COVID-19's Death Rate: Why It Can Be as High as 12% or as Low as 0.25%
Two studies published last Friday to the journal Emerging Infectious Diseases, which is maintained by the Centers for Disease Control and Prevention, attempted to calculate the risk of death from COVID-19, the disease caused by the SARS-CoV-2 coronavirus. In doing so, the researchers behind the reports showcased the best- and worst-case scenarios for the pandemic.
Dr. Kenji Mizumoto of Kyoto Unviersity and Dr. Gerardo Chowell from Georgia State University examined the time-delay adjusted risk for death in China from the beginning of the outbreak through February 11th. The time-delay adjustment attempts to account for the underestimation in death rate caused by the gap in illness onset to death between the vulnerable population and the healthy population. They found that in the early stages of the outbreak the risk of death from COVID-19 reached 12.2% in Wuhan, China, the disease's epicenter. As you might recall, Wuhan's medical system was completely overrun in the early stages of the outbreak, forcing the government to build two hospitals in just over a week. The construction of these facilities, coupled with containment measures like quarantines and isolation, drastically reduced the cases and death rate from COVID-19 in the weeks since. For someone in Wuhan with the disease today, their risk of death is now likely comparable to the risk of death for someone living outside of Hubei Province in China, which stood at 0.9 percent or lower as of a month ago.

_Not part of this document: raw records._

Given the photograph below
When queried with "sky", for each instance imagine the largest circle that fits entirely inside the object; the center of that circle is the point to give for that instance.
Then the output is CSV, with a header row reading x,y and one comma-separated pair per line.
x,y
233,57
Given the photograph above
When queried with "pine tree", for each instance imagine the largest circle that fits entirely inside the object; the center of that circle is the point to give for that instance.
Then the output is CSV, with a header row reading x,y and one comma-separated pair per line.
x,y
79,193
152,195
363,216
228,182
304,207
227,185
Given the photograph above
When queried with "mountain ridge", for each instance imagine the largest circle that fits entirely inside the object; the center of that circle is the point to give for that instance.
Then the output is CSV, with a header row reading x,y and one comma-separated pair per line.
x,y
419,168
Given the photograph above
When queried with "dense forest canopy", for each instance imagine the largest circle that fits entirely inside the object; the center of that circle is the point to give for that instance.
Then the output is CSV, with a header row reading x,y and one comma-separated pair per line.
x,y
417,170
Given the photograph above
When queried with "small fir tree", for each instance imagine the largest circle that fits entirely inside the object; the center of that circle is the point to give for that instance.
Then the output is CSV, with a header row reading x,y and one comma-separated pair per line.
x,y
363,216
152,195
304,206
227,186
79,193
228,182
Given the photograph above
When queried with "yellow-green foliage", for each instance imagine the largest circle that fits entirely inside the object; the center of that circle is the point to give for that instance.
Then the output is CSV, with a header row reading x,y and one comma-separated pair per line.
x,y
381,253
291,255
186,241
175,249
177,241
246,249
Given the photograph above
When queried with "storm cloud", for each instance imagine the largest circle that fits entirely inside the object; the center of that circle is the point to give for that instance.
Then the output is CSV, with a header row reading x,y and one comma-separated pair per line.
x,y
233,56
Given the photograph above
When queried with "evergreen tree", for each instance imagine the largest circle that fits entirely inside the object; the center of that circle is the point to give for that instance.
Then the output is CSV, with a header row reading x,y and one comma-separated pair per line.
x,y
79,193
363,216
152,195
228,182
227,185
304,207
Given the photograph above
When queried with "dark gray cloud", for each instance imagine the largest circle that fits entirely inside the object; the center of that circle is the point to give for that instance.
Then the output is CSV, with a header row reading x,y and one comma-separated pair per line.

In the second study, researchers at the University of Otago Department of Public Health in Wellington, New Zealand used worldwide case and fatality data from the World Health Organization through March 5th to discern a death rate range for COVID-19. Like Mizumoto and Chowell, they tried to adjust for the time lag from case report to death or recovery.
"Health sector decision-makers and disease modelers probably should consider a broad range of 0.25%–3.0% for COVID-19 case-fatality risk estimates," they wrote. "The higher values could be more appropriate in resource poor settings where the quality of hospital and intensive care might be constrained. Higher values might also be appropriate in high-income countries with limited surge capacity in hospital services because elevated case-fatality risks could be seen at the peak of local epidemics."
In both studies, the scientists acknowledge that fatality rates could be significantly inflated due to both a lack of testing and mild cases that go unreported. We may not know the true overall death rate for months to come, but experts are optimistic that it will be at the low end of estimates – likely less than two, or even one, percent.
Now that the coronavirus is spreading globally, with 169,175 confirmed cases and 6,499 deaths as of March 15, all governments and peoples essentially face a choice between the worst-case scenario witnessed early on in Wuhan and the best-case scenario in a country like Singapore, where the death rate is zero. Mass testing, tracking, social isolation, and containment, as we've seen in South Korea and Singapore, can cap the number of cases at manageable levels and keep the death rate at 1% or lower. Complacency, as we've seen in Italy (which currently has a 7.7% crude death rate), Iran (exact death rate unknown, presumably very bad), and (arguably) the United States, can have disastrous, deadly consequences and force draconian actions once an outbreak spins out of control.
As Chowell and Mizumoto wrote:
"Because the risk for death from COVID-19 is probably associated with a breakdown of the healthcare system in the absence of pharmaceutical interventions (i.e., vaccination and antiviral drugs), enhanced public health interventions (including social distancing measures, quarantine, enhanced infection control in healthcare settings, and movement restrictions), as well as enhanced hygienic measures in the general population and an increase in healthcare system capacity, should be implemented to rapidly contain the epidemic."